Fino al 29 Luglio, presso lo splendido spazio di Atipografia, rimarrà aperta una personale di Arcangelo Sassolino intitolata “Il vuoto senza misura”. Un percorso concettuale negli spazi della galleria, che ha come protagonista il vuoto. Materiale invisibile che è senza misura ma che permette ogni tipo di realizzazione. La riflessione si sviluppa attraverso quattro opere. Sono quattro lavori che, come ci ha abituato l’artista, si fondano su una serie di macchine e materiali che mettono alla prova le leggi fisiche e meccaniche, creando un’atmosfera di tensione e di incanto. Le opere che Arcangelo Sassolino espone ad Atipografia sono delle sculture performative che interrogano tutti noi sulla possibilità di resistenza, sul tempo della vita, il tempo dei frantumi e il tempo della scomparsa.
All’esterno ci accoglie “Il vuoto senza misura”, concepita apposta per questo luogo. Si tratta di un enorme ventilatore che produce la forza di grado 12, ovvero il vento di un uragano. Una volta azionato, il dispositivo sprigiona una forza incredibile, tanto che, se si prova a resistere di fronte all’aria emanata, a stento si rimane in piedi e si viene spinti indietro. Ovviamente il grado 12 non viene raggiunto altrimenti
gli effetti sarebbero catastrofici ma il punto è che siamo di fronte ad un primo approccio critico verso il concetto di gravità che qui ha la meglio.

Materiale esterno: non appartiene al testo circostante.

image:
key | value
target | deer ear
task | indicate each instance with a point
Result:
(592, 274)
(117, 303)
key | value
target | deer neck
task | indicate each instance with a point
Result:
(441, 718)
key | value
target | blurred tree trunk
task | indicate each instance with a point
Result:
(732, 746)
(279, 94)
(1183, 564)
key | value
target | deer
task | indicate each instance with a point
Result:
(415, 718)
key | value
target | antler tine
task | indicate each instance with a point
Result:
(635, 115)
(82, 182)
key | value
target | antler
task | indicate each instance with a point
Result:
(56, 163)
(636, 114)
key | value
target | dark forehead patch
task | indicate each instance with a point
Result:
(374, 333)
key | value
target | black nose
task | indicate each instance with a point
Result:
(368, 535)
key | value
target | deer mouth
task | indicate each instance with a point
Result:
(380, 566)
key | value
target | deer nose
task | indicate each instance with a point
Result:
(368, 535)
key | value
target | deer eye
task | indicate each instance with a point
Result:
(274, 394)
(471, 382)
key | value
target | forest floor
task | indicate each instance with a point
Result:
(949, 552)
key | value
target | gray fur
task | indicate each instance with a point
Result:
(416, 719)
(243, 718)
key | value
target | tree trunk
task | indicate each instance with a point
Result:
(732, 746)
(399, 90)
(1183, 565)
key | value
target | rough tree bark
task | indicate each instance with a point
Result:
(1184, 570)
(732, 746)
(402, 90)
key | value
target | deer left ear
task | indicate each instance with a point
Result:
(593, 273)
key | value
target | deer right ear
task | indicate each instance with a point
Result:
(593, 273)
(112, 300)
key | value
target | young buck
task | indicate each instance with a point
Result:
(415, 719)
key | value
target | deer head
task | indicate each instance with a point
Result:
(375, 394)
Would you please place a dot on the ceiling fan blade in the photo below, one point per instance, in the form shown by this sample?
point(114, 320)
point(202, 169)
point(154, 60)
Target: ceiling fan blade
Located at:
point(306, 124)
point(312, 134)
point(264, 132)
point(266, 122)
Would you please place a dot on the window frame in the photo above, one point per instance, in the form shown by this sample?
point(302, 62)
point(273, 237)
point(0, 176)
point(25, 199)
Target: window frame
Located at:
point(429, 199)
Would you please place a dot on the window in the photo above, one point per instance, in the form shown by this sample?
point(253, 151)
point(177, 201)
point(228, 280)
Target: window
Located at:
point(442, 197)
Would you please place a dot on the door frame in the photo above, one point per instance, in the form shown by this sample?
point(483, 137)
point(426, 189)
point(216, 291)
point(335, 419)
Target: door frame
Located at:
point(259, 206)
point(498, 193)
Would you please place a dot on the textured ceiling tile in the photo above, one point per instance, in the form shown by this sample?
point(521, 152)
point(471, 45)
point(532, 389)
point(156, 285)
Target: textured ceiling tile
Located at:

Proseguendo si arriva a “Marcus” (2017): uno pneumatico gonfio schiacciato da una struttura a ferro di cavallo. Le tensioni che si producono tra i due oggetti creano uno stato di allarme, di disorientamento, di precarietà emotiva.
Nello stupendo spazio principale all’interno trova invece spazio “Anche sì anche no” : una scultura che nasce site-specific per la mostra in Atipografia ed è composta da un’incudine da 290 chili appoggiata su una lastra di vetro sospesa, incurvata dal peso che la abbassa. L’inquietudine che l’opera sprigiona ci fa pensare a quando la lastra si spezzerà e al paesaggio di frantumi che produrrà: il visitatore sembra bloccarsi sull’uscio di un destino probabile.
Quarta opera è “Newton dice che…” (2021) e si compone di un mosaico di lastre di vetro tagliate a diamante tenute insieme da una serie di morsetti. Questi ultimi sembrano svolgere un compito ambiguo: aiutano le lastre a non cadere o le premono fino a frantumarle? E quanto possono resistere queste lastre?
Il trait d’union della mostra è l’aria. Il fortissimo getto del ventilatore, l’aria pressata nello pneumatico, i freddi getti d’aria che solidificano il vetro trasformandolo nel vetro temperato utilizzato nel grande tavolo e nelle lastre lavorate con il diamante. È l’aria, come forza e materia invisibile ma presente, l’oggetto di indagine di questa mostra.
Anche se, alla fine, il conflitto che esce da queste opere ci spinge a riflettere su come la nostra vita sia sempre al limite tra l’esserci e non. Noi siamo i materiali di Arcangelo. La riflessione è su noi stessi.